Казалось, все бытие зиждется на двойственности, на противоположностях; ты — или женщина, или мужчина; или бродяга, или обыватель, силен или разумом, или чувствами — нигде вдох и выдох, мужское и женское, свобода и порядок, инстинкт и духовность не могли испытываться одновременно, всегда за одно надо было платить утратой другого, и всегда одно было столь же важно и желанно, как другое! Женщинам в этом смысле было, пожалуй, легче. Их природа создала так, что чувственное желание несло с собой свой плод, и из счастья любви получался ребенок. У мужчин вместо этой простой плодовитости была вечная тоска. Неужели Бог, так все сотворивший, злой и враждебный, злорадно посмеялся над своим творением? Нет, он не мог быть злым, создав ланей и оленей, рыб и птиц, лес, цветы, времена года. Но трещина прошла через его творение, то ли оно не удалось, и было несовершенным, то ли Бог имел особые намерения, наделяя бытие человека именно этим недостатком и тоской, то ли это было семя дьявола, первородный грех? Но почему же эта тоска и неудовлетворенность должны быть грехом? Разве не возникло из них все прекрасное и святое, что создал человек, отдав Богу в качестве благодарной жертвы?
Подавленный своими мыслями, он взглянул на город, увидел рынок и рыбный базар, мосты, церкви и ратушу. А вот и замок, гордый дворец епископа, где теперь правил граф Генрих. За этими башнями и островерхими крышами жила Агнес, его прекрасная царственная возлюбленная, которая выглядела высокомерно, но была способна так самозабвенно отдаваться любви. С радостью думал он о ней. с радостью и благодарностью вспоминая прошлую ночь. Чтобы пережить счастье этой ночи, чтобы суметь сделать счастливой эту великолепную женщину, ему понадобилась вся его жизнь, весь опыт с женщинами, все странствия и беды, холод зимних ночей и дружба с доверчивыми животными, цветами, деревьями, водами, рыбами, бабочками. Ему понадобились все обостренные страстью и опасностью чувства, весь мир образов, накопившихся за бездомные годы. Пока его жизнь была садом, в котором цвели такие дивные цветы, как Агнес, он не смел жаловаться.

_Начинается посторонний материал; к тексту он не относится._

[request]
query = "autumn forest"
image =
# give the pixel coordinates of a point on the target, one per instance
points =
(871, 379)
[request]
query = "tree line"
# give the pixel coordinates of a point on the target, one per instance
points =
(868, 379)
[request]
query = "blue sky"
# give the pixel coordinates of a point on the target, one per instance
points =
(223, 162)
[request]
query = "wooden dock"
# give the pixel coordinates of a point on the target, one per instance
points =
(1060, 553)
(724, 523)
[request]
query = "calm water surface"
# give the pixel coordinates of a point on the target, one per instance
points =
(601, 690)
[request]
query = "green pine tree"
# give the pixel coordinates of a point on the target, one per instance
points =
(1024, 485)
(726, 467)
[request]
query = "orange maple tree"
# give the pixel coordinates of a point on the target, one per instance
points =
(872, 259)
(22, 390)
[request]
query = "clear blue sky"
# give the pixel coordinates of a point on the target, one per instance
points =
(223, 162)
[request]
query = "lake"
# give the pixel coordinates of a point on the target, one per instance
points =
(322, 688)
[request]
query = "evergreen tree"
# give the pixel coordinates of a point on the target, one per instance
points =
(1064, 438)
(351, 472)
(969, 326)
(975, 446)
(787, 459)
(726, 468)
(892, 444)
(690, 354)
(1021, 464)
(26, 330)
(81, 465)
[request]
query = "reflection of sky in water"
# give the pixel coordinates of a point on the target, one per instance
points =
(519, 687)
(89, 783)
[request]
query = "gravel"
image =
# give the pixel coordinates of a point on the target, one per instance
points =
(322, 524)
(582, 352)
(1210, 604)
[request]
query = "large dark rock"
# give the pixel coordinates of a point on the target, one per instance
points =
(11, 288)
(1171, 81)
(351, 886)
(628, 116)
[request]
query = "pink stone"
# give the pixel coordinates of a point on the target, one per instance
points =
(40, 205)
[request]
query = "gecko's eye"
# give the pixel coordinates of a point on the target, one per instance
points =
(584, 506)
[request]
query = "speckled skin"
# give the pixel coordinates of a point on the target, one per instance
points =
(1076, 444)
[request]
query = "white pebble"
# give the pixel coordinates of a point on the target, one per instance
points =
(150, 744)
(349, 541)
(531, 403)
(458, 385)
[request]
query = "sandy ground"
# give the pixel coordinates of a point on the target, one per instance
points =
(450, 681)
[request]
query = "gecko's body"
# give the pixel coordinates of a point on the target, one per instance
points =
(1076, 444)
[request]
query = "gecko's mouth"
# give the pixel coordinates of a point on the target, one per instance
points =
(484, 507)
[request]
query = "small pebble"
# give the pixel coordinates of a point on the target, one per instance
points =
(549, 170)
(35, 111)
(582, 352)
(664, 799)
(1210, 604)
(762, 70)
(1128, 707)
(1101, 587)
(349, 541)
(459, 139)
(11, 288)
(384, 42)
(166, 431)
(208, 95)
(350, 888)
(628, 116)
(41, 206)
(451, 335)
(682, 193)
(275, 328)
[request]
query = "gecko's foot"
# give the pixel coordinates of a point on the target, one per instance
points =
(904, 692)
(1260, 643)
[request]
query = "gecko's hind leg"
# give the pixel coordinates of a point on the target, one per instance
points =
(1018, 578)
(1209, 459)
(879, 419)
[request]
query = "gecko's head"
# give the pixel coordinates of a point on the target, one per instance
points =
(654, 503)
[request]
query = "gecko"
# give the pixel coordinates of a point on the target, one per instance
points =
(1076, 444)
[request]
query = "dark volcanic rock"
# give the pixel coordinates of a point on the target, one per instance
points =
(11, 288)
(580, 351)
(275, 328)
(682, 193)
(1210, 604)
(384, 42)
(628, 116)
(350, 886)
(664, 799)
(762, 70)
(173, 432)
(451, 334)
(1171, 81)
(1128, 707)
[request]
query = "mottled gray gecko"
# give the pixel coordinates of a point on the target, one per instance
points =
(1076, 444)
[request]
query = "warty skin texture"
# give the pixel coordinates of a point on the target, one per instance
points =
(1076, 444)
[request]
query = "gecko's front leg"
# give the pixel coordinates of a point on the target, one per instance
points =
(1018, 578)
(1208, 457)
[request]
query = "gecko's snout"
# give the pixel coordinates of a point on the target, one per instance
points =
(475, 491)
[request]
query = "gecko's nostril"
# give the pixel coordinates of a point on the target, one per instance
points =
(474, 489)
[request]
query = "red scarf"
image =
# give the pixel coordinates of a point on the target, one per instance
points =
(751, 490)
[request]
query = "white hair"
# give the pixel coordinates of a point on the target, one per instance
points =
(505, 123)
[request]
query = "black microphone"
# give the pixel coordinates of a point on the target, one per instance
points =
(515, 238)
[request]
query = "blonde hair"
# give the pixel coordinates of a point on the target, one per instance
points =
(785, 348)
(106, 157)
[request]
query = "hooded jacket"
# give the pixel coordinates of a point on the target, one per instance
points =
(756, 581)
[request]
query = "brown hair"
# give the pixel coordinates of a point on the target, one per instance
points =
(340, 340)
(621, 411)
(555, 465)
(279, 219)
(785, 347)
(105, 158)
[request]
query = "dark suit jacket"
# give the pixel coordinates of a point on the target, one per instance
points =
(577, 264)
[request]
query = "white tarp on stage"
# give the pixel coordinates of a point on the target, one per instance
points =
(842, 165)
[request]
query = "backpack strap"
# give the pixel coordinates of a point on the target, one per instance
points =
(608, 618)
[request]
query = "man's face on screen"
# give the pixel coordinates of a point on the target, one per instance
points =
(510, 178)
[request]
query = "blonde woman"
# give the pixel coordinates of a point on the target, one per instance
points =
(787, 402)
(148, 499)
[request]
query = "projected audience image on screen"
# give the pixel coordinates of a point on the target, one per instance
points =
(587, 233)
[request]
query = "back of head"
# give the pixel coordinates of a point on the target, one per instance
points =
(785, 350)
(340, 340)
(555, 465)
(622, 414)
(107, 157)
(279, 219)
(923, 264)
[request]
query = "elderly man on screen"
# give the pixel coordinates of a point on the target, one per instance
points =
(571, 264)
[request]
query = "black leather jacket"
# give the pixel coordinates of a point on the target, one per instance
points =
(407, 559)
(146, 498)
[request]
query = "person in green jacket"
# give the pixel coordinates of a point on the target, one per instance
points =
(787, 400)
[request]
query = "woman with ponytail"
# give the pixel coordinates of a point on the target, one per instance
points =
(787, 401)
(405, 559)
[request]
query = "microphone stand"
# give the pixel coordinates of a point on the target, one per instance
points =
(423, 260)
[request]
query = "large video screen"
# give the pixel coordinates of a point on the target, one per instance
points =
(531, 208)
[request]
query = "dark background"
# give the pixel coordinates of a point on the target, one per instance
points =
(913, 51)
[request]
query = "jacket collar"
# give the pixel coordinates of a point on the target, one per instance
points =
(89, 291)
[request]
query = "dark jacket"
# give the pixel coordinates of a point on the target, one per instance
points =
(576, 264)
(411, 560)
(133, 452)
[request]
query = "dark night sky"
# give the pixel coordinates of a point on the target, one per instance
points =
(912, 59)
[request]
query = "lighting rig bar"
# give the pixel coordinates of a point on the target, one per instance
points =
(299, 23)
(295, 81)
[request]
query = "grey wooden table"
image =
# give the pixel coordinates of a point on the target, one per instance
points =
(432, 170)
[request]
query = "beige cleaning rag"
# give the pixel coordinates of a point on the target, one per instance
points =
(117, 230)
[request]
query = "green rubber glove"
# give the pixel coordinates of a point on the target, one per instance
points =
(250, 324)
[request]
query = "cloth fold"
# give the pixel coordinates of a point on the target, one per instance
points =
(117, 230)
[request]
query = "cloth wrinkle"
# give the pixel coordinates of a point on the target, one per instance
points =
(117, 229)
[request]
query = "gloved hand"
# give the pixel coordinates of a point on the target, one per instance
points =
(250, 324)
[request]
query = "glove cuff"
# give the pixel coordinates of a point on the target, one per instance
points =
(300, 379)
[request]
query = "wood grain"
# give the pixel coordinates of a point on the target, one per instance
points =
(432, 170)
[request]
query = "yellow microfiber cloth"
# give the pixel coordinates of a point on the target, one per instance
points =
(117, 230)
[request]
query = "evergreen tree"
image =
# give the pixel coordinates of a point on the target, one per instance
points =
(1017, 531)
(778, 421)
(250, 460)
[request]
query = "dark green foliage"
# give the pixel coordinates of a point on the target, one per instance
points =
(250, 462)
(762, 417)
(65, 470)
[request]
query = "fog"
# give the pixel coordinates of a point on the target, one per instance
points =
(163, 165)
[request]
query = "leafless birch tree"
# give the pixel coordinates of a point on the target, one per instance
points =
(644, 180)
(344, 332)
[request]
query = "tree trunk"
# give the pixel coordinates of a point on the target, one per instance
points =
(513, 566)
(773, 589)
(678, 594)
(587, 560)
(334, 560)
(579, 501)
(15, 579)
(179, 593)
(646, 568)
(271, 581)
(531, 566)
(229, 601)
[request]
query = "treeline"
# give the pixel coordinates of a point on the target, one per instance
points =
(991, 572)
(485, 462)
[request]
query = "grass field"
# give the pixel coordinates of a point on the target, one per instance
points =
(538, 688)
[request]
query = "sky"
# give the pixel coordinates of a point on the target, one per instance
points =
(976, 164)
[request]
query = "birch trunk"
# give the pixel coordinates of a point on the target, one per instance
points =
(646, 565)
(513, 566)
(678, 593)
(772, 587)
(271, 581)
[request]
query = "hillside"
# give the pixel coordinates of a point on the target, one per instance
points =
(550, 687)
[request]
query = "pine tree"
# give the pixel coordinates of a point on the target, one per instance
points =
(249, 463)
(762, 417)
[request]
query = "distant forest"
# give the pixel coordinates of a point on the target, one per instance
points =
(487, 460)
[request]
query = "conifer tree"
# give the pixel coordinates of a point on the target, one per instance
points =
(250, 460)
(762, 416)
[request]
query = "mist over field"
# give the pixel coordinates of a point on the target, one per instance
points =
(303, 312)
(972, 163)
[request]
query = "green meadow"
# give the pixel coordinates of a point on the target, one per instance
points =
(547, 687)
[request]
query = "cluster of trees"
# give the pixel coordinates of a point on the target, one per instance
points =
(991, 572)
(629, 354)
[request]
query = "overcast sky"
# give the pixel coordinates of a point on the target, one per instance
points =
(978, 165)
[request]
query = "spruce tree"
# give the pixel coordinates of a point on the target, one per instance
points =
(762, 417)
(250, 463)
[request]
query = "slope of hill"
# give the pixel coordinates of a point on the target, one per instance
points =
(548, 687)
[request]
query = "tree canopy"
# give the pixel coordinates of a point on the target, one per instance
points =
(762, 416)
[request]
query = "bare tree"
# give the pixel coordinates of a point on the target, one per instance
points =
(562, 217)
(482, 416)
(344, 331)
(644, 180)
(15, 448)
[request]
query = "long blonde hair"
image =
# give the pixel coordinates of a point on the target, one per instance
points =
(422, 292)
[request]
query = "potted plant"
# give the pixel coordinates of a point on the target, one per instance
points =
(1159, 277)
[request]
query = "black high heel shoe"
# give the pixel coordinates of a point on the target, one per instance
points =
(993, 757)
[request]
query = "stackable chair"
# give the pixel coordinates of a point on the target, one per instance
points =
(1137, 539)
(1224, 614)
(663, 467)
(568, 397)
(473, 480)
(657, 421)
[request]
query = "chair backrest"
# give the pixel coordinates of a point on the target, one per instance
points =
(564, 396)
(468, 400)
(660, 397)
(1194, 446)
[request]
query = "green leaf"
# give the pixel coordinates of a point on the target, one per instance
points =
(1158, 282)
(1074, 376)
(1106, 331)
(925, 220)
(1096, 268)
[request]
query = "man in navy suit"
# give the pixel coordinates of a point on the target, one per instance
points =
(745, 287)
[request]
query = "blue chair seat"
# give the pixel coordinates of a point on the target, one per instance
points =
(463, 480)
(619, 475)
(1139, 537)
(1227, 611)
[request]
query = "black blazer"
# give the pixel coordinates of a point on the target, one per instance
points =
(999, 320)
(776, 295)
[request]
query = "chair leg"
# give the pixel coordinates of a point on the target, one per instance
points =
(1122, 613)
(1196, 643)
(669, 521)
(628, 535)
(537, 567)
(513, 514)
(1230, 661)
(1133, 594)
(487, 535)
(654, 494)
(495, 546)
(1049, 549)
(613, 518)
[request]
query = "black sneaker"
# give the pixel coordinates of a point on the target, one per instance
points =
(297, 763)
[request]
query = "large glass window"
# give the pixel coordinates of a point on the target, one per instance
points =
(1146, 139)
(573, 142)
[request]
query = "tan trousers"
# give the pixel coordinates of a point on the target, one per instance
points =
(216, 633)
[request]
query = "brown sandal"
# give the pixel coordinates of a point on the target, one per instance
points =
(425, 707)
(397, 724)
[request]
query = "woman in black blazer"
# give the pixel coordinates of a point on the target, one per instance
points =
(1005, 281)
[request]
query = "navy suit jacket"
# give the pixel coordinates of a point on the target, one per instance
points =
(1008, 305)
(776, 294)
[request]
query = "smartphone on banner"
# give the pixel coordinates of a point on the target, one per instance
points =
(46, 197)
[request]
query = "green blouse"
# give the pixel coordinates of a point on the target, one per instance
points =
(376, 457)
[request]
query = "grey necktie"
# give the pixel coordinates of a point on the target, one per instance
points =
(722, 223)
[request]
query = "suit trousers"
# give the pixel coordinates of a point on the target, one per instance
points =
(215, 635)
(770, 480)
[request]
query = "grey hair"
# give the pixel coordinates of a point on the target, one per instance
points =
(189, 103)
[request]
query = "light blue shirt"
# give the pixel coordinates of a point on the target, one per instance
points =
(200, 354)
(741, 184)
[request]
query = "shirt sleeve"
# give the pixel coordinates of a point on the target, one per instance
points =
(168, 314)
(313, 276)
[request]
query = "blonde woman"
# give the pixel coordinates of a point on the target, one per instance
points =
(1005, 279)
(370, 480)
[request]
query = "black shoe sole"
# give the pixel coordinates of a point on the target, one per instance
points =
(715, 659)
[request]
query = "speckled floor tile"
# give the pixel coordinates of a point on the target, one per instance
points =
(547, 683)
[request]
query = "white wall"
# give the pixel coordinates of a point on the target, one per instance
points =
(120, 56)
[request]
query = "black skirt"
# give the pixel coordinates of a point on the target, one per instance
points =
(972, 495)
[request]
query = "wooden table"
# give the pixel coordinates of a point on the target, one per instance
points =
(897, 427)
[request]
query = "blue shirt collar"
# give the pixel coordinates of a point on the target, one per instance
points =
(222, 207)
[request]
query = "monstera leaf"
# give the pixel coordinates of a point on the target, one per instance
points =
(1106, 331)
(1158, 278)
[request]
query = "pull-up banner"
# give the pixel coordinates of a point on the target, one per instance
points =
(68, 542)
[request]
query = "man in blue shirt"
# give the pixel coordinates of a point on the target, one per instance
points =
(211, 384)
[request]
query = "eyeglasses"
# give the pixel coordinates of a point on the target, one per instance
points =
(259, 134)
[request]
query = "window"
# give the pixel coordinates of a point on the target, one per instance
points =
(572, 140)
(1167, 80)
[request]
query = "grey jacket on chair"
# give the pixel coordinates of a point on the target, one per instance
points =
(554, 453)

Целый день провел он среди осенних холмов, блуждая, отдыхая, вкушая хлеб, думая об Агнес и вечере.
Перед наступлением ночи он опять был в городе и подошел к замку. Стало прохладно, покойно лился красноватый свет из окон домов, ему встретилась небольшая процессия поющих мальчиков, которые несли на палках выдолбленные тыквы с вырезанными рожицами и вставленными внутрь свечками. От этого маленького карнавала повеяло зимой; улыбаясь, Гольдмунд смотрел им вслед. Долго слонялся он возле замка. Депутация священников была еще здесь, тут и там можно было видеть у окна кого-нибудь из духовенства. Наконец ему удалось проскользнуть во внутренний двор и найти камеристку Берту. Его опять спрятали в гардеробной, пока не появилась Агнес и не увела его в свою комнату. Ласково встретила она его, ласково было ее прекрасное лицо, но не радостно; она была грустна, у нее были заботы, страхи. Ему пришлось очень постараться, чтобы немного развеселить ее. Медленно, под действием его поцелуев и слов любви она обрела немного уверенности.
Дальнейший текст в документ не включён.